Lc 10, 17-24 |
Juan había logrado muchas cosas exitosas. Gozaba de
un bien ganado prestigio intelectual y era muy estimado por sus superiores,
subordinados y amigos. Se sentía importante y se vanagloriaba de sus logros en
el mundo empresarial en el que se movía.
Apartó la revista a un lado y pensó: «Historias como
estas suceden a menudo en nuestro mundo».
Como si un impulso lo hubiera detenido, Pedro quedó
inmóvil, meditativo y concentrado en ese pensamiento. Miró a Manuel con una
expresión desafiante y preguntó:
—¿Piensas que hay gente que se cree autosuficiente y
protagonista absoluto de sus habilidades y actos?
—No comprendo bien a qué te refieres —respondió
Manuel.
—Quiero decir que muchos creen que sus triunfos son
solo mérito suyo. Piensan que se deben únicamente a su inteligencia y
cualidades… como si nada les hubiera sido dado.
—Sí, ahora te comprendo —dijo Manuel—. Toda
sabiduría (Lc 10, 17-24) nos viene dada desde lo alto. Nuestro agradecimiento y
alegría no deben centrarse en nuestros éxitos, sino en reconocernos hijos de
Dios. De Él nos viene todo poder.
—Creo que lo que dices es cierto. Todo nos viene de
lo alto, y se manifiesta de forma extraordinaria en personas humildes y
sencillas, que nos asombran con su sabiduría.
—Así es. No debemos gloriarnos como si fuésemos
nosotros los protagonistas: el protagonista es uno solo, ¡el Señor! Nuestra
verdadera alegría es esta: ser sus discípulos, sus amigos.

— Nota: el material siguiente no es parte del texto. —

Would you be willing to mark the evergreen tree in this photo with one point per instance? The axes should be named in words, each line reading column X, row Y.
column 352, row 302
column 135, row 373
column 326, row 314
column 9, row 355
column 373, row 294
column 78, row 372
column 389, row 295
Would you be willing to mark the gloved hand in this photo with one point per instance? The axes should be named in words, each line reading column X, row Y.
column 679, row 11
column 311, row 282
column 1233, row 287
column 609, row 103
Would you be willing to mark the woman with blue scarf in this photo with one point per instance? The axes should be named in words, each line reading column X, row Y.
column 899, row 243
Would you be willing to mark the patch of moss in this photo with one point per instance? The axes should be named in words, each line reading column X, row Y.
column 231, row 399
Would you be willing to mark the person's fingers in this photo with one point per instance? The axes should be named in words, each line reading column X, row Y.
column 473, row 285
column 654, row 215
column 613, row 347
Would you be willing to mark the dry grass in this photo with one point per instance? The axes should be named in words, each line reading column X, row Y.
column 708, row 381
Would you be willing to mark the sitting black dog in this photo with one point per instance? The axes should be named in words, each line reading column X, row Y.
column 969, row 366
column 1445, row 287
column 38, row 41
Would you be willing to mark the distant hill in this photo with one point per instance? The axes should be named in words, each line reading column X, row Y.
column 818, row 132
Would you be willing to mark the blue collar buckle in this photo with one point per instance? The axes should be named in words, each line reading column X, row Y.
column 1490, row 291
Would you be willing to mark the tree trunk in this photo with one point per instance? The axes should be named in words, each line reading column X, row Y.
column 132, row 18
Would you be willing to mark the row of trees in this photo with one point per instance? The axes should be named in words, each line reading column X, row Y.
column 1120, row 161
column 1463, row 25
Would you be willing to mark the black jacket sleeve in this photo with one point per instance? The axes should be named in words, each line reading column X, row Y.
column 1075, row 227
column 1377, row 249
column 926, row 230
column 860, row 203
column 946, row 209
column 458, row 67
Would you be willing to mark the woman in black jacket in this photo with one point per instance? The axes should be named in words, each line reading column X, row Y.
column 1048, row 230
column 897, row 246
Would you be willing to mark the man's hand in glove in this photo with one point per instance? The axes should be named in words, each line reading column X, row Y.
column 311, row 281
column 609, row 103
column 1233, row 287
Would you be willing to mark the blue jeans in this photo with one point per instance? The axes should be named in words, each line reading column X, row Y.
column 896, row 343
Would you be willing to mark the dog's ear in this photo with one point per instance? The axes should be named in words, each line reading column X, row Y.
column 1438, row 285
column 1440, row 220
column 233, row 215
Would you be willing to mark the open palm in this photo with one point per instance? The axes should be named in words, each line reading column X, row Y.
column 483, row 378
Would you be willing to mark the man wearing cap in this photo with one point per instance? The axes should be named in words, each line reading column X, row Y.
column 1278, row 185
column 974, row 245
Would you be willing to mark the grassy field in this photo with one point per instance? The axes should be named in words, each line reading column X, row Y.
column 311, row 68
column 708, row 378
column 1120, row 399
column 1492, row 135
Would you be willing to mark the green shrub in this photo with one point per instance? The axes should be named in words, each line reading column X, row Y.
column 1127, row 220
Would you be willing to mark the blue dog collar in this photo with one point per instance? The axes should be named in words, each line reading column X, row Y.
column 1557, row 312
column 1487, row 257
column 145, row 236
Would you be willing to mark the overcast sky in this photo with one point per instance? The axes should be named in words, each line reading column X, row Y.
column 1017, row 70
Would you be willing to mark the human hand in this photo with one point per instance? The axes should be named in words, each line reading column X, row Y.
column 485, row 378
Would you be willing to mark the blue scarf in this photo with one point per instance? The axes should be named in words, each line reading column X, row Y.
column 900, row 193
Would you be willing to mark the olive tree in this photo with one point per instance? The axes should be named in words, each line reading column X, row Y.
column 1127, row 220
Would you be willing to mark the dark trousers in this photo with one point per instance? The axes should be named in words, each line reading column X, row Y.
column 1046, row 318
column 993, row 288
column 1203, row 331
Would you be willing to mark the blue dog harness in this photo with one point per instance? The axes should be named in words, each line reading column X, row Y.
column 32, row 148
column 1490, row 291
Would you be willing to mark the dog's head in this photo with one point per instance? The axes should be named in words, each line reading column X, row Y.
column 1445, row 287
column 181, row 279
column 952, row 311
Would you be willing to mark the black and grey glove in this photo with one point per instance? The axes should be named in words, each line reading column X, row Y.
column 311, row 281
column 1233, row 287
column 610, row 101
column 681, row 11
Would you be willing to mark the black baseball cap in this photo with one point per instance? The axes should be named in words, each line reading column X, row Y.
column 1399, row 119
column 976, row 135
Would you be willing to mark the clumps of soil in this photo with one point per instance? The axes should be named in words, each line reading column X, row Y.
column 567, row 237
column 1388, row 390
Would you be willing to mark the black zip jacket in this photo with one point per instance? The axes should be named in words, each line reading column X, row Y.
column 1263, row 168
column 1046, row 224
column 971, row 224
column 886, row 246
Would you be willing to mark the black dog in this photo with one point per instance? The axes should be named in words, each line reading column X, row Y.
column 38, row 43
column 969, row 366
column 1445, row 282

Tenemos que ser como niños —como nos dice Jesús—
para entrar en el Reino de los Cielos. Cultivar la humildad, la confianza y la
sinceridad propias de un niño, en lugar de caer en la inmadurez. Ser receptivos
y abiertos a la gracia de Dios, sin pretensiones, dejándonos guiar por su
voluntad, tal como un niño recibe el amor de sus padres.